If the current pace holds, according to the survey, “it would imply an additional decline of nearly 18.2 index points in April, amounting to a record-setting two-month decline of 30.1 points,” Reid noted.

“Elevated uncertainties about the future, and loss of jobs and incomes, will reduce spending on non-essential goods and services,” she said. “Indeed, 68% of the survey’s respondents believe it is a good time to buy a major household item, compared to 75% in February, the lowest since late 2014.”

But even after the social distancing lifts, she said “it will take some time for households’ social behavior and buying attitudes to return to normal after the economy re-opens.” The “large number of job losses is unlikely to be reversed immediately after the acute stage of this crisis ends and households will experience considerable financial difficulties for an extended period,” she added. “As a result, we expect the bounce-back in consumption growth in the second half of this year to be of a smaller magnitude than its decline in H1.”

Separately, personal income gained 0.6% in February, while spending rose 0.2%, the Commerce Department said Friday.

Consumers are responsible for more than two-thirds of gross domestic product, and with the closings and furloughs resulting from attempts to prevent the spread of the coronavirus, the next set of numbers are likely to show a big drop for March, big enough for a reduction in spending for the first quarter.

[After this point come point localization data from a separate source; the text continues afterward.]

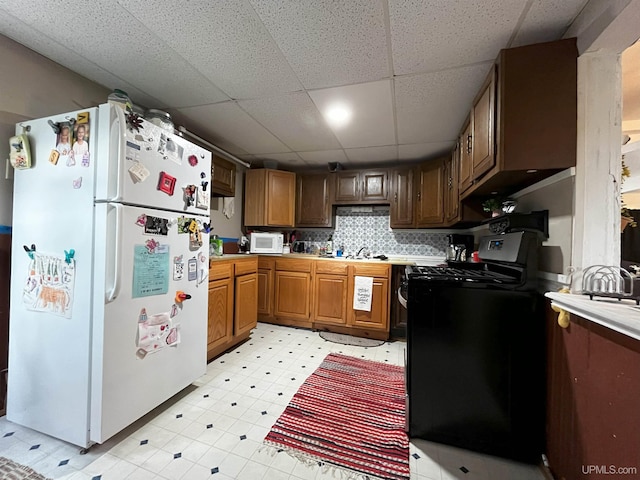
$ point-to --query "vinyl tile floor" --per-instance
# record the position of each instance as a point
(214, 429)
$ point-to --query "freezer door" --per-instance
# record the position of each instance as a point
(49, 354)
(147, 344)
(148, 166)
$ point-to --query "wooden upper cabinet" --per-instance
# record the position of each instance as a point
(223, 177)
(313, 200)
(347, 187)
(430, 194)
(374, 185)
(534, 108)
(364, 186)
(465, 170)
(269, 198)
(482, 127)
(402, 195)
(452, 197)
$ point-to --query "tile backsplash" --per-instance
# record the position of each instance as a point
(354, 230)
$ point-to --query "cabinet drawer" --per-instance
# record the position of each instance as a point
(220, 269)
(371, 270)
(293, 264)
(330, 266)
(244, 266)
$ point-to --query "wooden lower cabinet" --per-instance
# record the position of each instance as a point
(593, 386)
(246, 303)
(233, 303)
(292, 290)
(378, 317)
(220, 329)
(330, 298)
(318, 294)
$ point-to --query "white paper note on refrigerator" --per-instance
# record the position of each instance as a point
(362, 292)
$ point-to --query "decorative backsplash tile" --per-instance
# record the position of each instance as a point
(355, 230)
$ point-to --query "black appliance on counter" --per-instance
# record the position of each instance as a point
(475, 373)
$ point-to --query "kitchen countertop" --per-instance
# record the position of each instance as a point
(392, 260)
(623, 316)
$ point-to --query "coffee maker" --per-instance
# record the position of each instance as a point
(460, 247)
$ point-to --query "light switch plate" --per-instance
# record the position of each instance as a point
(8, 170)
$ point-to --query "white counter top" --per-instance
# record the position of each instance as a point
(623, 316)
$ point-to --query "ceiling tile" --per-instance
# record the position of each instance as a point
(290, 159)
(294, 119)
(328, 42)
(431, 107)
(39, 42)
(372, 155)
(424, 150)
(323, 157)
(138, 56)
(547, 20)
(429, 35)
(372, 121)
(226, 40)
(226, 123)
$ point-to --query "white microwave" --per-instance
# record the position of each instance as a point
(263, 242)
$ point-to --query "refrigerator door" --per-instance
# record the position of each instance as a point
(148, 166)
(49, 354)
(147, 346)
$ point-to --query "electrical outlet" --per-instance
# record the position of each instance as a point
(8, 170)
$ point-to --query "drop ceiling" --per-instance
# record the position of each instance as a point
(253, 76)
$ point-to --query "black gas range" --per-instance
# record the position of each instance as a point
(508, 260)
(475, 351)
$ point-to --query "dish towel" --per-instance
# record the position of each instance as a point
(362, 292)
(228, 206)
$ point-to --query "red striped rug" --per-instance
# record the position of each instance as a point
(349, 414)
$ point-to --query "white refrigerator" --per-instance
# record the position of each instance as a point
(108, 315)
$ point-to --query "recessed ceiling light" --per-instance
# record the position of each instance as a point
(338, 115)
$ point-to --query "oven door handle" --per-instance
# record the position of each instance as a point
(401, 299)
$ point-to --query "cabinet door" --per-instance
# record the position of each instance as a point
(465, 175)
(401, 213)
(223, 177)
(313, 203)
(220, 322)
(292, 298)
(482, 120)
(347, 187)
(378, 317)
(430, 197)
(246, 303)
(452, 200)
(280, 198)
(330, 303)
(265, 292)
(374, 186)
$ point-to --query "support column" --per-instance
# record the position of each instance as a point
(596, 229)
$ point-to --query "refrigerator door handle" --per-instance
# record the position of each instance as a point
(118, 130)
(116, 253)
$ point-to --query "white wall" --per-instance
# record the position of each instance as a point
(33, 86)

“The personal income and outlays report for February largely reflects a pre-COVID-19 world,” said Diane Swonk, chief economist at Grant Thornton. “It does reveal a certain skittishness among baby boomers and their willingness to spend, which could be one of many factors that dampen the speed with which we ramp back up again. Boomers, who are close to retirement and at higher risk for the worst consequences of the disease, will not be quick to return to spend at public venues, including restaurants and stores, until they feel safe.”

Core personal consumption expenditures, the Federal Reserve’s preferred inflation measure rose 0.2% in February and was up 1.8% from a year ago. “In the pre-COVID-19 world, those gains would have been encouraging to the Fed, which was looking for the economy to show a little heat in 2020,” she added. “Now they are just a sad reminder of the world we left behind. Concerns about a COVID-19-induced deflation have supplanted hopes the economy would finally see enough of a surge in wages to push inflation a little higher in 2020.”